To my WordPress friends, please let me know if I scored things too high or low in this one! To the rest of you, if you use these sorts of things in your jobs and, if so, how. I’d love to see some real-world applications outside the financial world!
Comments
6 responses to “How Likely Is It That My Upgrade Will Fail?”
I’d say you scored the risk of running ‘unstable’ versions too high, especially SVN. My website has been running on trunk for a while now (just under a year, I think) and I’ve never noticed a significant problem with the stability of the code. Occasionally there is a plugin conflict here and there (like JJJ’s snack menu overwriting the ‘My Sites’ menu in the 3.3 beta), but nothing crazy.
What’s most unstable about using the pre-release versions in my experience is developing on top of them, since many of the new functions, APIs, etc. may be changing rather drastically before final release; sometimes the old ones too.
I’m also entirely open to the possibility that my experience is wildly out of touch with reality.
😉
I based the svn that high because of the number of trac tickets I’ve opened due to little things like ‘No full screen option in HTML view’ or ‘can’t add any links.’ I run trunk, sync’d four times a day, but I do run into problems and oddities that need fixing. Most of the time a followup ‘up’ fixes them, but they very fact that I have to go in and manually do that raises the risk. Basically by svn’ing, I’m in a constant state of ‘this could break at any moment.’

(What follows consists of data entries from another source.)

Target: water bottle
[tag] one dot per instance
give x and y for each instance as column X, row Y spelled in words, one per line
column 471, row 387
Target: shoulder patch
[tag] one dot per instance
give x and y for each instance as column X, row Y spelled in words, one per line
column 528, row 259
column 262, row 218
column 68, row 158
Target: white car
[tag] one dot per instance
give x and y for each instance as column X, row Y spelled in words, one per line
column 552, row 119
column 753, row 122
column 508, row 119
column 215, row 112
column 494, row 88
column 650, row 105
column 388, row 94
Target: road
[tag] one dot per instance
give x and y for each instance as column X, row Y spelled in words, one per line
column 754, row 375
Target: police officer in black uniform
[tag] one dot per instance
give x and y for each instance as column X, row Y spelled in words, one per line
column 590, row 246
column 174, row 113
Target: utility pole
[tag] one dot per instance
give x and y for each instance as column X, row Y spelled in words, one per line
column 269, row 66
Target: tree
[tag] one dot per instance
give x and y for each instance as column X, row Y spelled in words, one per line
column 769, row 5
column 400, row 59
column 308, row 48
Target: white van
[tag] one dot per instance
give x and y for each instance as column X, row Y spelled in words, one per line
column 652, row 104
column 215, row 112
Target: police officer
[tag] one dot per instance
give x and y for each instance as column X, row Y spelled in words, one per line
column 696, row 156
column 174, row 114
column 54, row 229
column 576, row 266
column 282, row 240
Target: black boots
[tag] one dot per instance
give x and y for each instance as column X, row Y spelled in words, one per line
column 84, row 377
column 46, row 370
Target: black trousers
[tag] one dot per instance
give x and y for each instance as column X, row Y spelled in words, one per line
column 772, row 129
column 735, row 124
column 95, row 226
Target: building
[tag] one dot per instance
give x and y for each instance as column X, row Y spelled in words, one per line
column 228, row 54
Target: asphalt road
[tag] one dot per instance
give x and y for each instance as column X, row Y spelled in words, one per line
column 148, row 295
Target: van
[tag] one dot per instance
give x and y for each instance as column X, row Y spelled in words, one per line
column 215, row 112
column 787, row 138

Stability doesn’t mean ‘My site doesn’t crash’, here, it means ‘My site works front and back without any issues.’ And that simply cannot be said of SVN (or nightly for that matter). It mostly works, but it does have problems. Otherwise we’d not have 4 betas before RC-1, eh?
I seem to have buggered my own post…
There’s a reason we rely more on automated code deployments than anything manual (not that I don’t think WP manual upgrades are safe as houses). Basically by using svn, I’m in a constant state of ‘this could break at any moment.’ And by factoring in the extra software (svn) we again raise risks. The more you SVN, the less risky it becomes though, which is a totally separate post.

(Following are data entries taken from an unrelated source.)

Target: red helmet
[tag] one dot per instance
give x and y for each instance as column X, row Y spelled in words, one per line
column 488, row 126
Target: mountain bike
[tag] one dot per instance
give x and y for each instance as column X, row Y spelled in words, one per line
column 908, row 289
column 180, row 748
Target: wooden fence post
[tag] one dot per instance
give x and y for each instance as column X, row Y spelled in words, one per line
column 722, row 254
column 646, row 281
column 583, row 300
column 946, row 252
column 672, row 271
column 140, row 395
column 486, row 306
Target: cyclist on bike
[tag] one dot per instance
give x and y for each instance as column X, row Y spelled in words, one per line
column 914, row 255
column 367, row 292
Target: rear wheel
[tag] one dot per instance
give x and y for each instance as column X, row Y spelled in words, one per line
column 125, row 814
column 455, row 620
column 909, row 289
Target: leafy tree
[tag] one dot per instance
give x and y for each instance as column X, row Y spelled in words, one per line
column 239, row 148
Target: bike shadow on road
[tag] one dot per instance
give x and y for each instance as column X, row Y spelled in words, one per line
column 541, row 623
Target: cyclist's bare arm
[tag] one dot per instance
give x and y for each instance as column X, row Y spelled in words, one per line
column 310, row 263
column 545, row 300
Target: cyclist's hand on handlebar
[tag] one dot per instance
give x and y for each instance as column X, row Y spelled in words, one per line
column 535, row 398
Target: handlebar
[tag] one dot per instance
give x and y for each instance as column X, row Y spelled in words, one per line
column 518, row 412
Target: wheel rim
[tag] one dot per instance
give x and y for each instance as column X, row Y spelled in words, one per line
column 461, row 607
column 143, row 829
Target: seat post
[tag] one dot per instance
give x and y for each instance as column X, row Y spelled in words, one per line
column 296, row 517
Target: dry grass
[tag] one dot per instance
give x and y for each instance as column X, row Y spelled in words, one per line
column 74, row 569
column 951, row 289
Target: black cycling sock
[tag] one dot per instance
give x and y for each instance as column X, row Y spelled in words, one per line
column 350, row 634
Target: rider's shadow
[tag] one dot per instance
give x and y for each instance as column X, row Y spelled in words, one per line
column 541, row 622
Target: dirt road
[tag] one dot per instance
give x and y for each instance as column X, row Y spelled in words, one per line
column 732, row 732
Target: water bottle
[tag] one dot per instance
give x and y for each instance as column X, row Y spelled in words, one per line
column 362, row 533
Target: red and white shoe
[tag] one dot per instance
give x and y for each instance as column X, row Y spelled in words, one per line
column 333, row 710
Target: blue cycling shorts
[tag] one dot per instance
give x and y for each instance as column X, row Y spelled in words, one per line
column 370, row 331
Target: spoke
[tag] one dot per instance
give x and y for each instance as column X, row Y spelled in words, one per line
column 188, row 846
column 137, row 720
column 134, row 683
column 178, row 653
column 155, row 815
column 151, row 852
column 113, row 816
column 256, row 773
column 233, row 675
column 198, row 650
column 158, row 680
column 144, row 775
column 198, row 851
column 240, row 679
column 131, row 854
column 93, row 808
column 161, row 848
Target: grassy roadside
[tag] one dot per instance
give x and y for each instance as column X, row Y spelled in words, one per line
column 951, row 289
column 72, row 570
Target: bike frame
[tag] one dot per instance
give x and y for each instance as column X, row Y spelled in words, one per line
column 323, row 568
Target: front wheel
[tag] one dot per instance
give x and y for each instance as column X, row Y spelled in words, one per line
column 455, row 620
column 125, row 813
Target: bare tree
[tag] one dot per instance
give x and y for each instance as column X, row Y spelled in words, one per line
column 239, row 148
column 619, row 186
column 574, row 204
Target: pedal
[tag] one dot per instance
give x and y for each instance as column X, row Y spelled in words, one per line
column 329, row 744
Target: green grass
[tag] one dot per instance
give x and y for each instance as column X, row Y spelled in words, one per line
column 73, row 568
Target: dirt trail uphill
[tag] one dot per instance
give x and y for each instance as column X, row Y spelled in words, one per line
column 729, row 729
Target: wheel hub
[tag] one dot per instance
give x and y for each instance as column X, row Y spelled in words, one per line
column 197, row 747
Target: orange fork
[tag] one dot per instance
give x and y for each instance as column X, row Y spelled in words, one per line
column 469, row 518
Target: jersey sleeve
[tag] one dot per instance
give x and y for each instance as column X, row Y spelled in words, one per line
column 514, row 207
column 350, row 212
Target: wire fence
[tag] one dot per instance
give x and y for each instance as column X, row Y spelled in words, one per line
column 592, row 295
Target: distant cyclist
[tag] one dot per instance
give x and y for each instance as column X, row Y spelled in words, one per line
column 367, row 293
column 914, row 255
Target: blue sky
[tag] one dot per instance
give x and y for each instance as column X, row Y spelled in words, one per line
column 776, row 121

How much does the complexity of the site matter? Does it have a place in your assessment?
Not as of yet, since I was taking a ‘standard single site install of WP’ as my benchmark. Though the basic tenets stay the same: The more complex the site, the more chances for breakdowns. But the basic risk of the upgrade (in this case ‘should I use SVN, Stable, etc when I upgrade’) would remain the same – Use Stable if your system’s complex.
Well… really ‘Test a lot if your system’s complex.’